Amanda M. Murdie and K. Anne Watson

Quantitative human rights scholarship is increasing. New data sets and methods have helped researchers examine a broad array of research questions concerning the many human rights laid out in the United Nations’ 1948 Universal Declaration of Human Rights and related documents. These innovations have enabled quantitative human rights scholarship to better connect to existing qualitative and theoretical literatures and have improved advocacy efforts. Quantitative scholars have primarily operationalized the concept of human rights through the use of four kinds of data: events data (such as counts of abuses or attacks), standards-based data (such as coded scores), survey data, and socioeconomic statistics (such as maternal mortality or malnutrition rates). Each type of data poses particular challenges and weaknesses for analyses, including the biased undercounts of events data and the potential for human error or biases in survey or standards-based data. The human rights field has also seen a systematic overrepresentation of analyses of physical integrity rights, which have fewer component parts to measure. Furthermore, qualitative scholars have pointed out that it is difficult for quantitative data to capture the process of human rights improvement over time.
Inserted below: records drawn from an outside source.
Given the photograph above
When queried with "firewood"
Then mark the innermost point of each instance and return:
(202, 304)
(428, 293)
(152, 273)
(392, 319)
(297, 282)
The creation of new technologies and methodologies has allowed quantitative researchers to lessen the impact of these data weaknesses: Latent variables allow scholars to create aggregate measures from a variety of classes of quantitative data, as well as understandings from qualitative scholars, leading to the creation of new measures for rights other than physical integrity rights. New machine learning techniques and algorithms are giving scholars access to greater amounts of data than ever before, improving event counts. Expert surveys are pulling new voices into the data-generating process and incorporating practitioners into data processes that are too often restricted to academics. Experimental studies are furthering the field’s understanding of the processes underlying advocacy. Drawing on the lessons of past work, future scholars can use quantitative methods to improve the field’s theoretical and practical understandings of human rights.